The purpose of the program is to promote rigorous educational pursuits and to provide a wider variety of options for students. WHS works in partnership with Minnesota West to accommodate the students that qualify and desire participation in PSEO.
New CIS (College in Schools). The College in the Schools program at the University of Minnesota–Twin Cities is a concurrent enrollment program serving high school students, teachers and schools by increasing access to college learning, supporting excellence in teaching and strengthening high school-university connections. We currently offered two CIS classes in Agriculture and one in Social Studies.
These (CIS) College in schools programs are taught by qualified high school teachers during the regular school day. CIS teachers are appointed as U of M teaching specialists, and are prepared and continuously supported through professional development provided by the University faculty from the sponsoring academic departments.
College in Schools programs:
n Give students first-hand experience with the high academic standards and increase workload typical of college education, as well as the personal responsibility required to be successful in college study.
n Provide teachers with the ongoing, University-based professional development that is directly related to the content, pedagogy and assessment of the University of Minnesota courses taught through the CIS program.
n Strengthen curricular, instructional and professional ties between high schools and the U of M.
Administrators, teachers and community members need to work together to find ways to supplement programs that ramp up and engage our students for future success.
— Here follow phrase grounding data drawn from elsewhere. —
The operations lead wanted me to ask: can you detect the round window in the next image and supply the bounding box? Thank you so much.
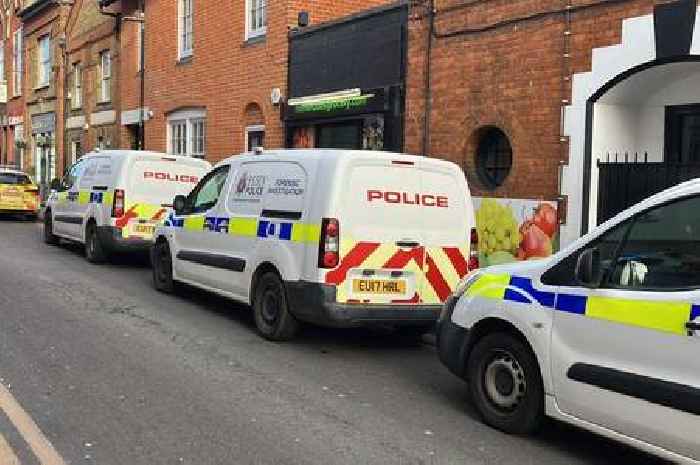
[476,127,513,189]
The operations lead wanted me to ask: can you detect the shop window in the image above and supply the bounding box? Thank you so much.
[475,127,512,190]
[246,0,266,40]
[167,109,206,158]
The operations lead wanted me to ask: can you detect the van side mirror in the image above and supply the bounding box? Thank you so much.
[49,178,62,191]
[173,195,187,215]
[575,247,603,288]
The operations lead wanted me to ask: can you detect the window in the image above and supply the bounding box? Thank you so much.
[71,140,82,165]
[178,0,193,58]
[0,40,5,82]
[72,63,81,108]
[168,110,206,158]
[14,124,23,169]
[99,51,111,102]
[137,22,144,71]
[476,127,512,190]
[12,28,21,96]
[37,35,50,87]
[187,165,230,214]
[245,0,266,39]
[607,196,700,290]
[246,125,265,152]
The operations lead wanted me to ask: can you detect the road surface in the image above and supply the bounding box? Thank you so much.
[0,219,663,465]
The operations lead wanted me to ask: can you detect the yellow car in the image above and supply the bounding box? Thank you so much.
[0,168,40,220]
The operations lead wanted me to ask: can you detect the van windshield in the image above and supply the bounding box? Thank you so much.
[0,173,31,185]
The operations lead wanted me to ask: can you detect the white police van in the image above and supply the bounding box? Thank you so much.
[44,150,210,262]
[438,180,700,463]
[152,149,476,341]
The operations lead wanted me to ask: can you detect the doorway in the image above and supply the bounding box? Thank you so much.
[665,104,700,164]
[316,121,362,150]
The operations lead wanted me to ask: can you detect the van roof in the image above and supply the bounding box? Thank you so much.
[216,149,458,168]
[82,150,210,165]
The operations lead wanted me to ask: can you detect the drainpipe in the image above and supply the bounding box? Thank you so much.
[421,0,434,157]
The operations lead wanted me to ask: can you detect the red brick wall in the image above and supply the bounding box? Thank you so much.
[144,0,393,164]
[406,0,659,200]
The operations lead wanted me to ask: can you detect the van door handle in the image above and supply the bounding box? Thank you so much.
[396,240,420,248]
[685,321,700,331]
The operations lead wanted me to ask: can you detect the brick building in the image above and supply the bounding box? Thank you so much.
[142,0,391,164]
[19,0,71,195]
[406,0,700,247]
[0,1,27,169]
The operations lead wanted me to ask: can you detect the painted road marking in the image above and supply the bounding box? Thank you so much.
[0,431,20,465]
[0,382,66,465]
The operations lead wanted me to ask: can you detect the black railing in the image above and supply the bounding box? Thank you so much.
[597,152,700,224]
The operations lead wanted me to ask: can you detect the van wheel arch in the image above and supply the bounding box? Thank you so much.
[466,318,537,370]
[250,262,282,303]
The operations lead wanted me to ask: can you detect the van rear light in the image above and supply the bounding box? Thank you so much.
[469,227,480,270]
[112,189,125,218]
[319,218,340,269]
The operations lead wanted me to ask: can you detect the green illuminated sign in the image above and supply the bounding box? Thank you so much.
[294,95,372,114]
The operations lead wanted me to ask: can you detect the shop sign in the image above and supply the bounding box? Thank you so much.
[8,116,24,126]
[31,112,55,134]
[286,89,386,121]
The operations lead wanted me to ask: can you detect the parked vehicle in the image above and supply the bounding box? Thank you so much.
[0,167,39,220]
[152,149,476,340]
[437,180,700,463]
[44,150,211,263]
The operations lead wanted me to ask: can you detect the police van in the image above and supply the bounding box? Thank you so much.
[437,180,700,463]
[151,149,476,341]
[44,150,211,263]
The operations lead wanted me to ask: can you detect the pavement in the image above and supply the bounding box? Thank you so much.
[0,218,665,465]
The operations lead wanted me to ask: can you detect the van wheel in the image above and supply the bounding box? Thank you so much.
[43,212,59,245]
[85,223,107,264]
[253,272,299,341]
[467,332,544,435]
[152,240,175,293]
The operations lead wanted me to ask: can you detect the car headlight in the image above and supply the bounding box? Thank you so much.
[453,271,481,297]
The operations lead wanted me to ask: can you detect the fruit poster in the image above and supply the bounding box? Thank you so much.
[473,198,559,267]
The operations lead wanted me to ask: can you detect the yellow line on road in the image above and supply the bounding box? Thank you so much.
[0,383,66,465]
[0,431,20,465]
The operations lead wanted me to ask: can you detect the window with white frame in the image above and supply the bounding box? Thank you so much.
[72,62,81,108]
[99,51,111,102]
[137,22,144,71]
[178,0,193,59]
[37,34,50,87]
[245,0,266,39]
[13,28,21,96]
[168,109,206,158]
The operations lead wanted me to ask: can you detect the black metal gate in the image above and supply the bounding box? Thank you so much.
[597,153,700,223]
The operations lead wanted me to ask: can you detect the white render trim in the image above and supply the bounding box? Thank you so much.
[90,110,116,126]
[65,115,86,130]
[121,107,151,126]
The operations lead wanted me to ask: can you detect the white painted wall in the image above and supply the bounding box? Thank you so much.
[562,7,700,245]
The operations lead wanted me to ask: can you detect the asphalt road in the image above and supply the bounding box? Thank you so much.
[0,218,665,465]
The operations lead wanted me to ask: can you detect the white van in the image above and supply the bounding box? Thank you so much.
[44,150,211,263]
[152,149,476,340]
[438,180,700,463]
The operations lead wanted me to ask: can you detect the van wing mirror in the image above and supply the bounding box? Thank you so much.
[49,178,62,191]
[575,247,603,288]
[173,195,187,215]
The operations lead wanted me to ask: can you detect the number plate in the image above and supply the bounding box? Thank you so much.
[352,279,406,295]
[133,224,155,235]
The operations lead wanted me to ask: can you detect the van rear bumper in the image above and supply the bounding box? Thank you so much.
[285,281,441,328]
[97,226,152,253]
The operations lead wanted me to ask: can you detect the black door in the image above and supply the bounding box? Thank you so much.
[316,121,363,150]
[665,104,700,163]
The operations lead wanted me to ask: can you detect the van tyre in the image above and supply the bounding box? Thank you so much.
[253,272,299,341]
[467,332,544,435]
[43,211,59,245]
[85,223,107,264]
[152,240,176,293]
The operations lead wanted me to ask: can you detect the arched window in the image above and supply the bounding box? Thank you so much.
[476,127,512,189]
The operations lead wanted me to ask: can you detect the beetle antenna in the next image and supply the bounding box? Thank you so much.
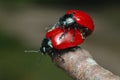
[24,49,45,63]
[24,50,40,53]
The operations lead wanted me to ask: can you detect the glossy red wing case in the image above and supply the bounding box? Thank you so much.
[46,27,84,50]
[66,10,94,32]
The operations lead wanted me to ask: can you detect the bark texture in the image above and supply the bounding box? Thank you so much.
[53,48,120,80]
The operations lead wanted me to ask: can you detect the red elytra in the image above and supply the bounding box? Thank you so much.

Today’s classrooms are technology-smart and becoming more challenging for students and staff.
For the past 10 years, a great debate has swirled around everything that matters in public schools — from what to teach and how to teach it, to how to measure whether students are learning what we and our government officials want them to learn. Public education has been a lightning rod for those who worry about America’s economic future and will continue to drive school systems in different directions.
The vision of how public education should operate and what we should expect the students to achieve is still a work in progress. Here at the Worthington High School, we must redefine school days so we have time to plan and collaborate among staff and analyze the data that we have collected on students to make improvements and meet the needs of all learners. Change may come from different pivot points in a high school setting. We, at Worthington High School, are prepared to meet the coming challenges.
Paul Karelis is Worthington High School’s principal.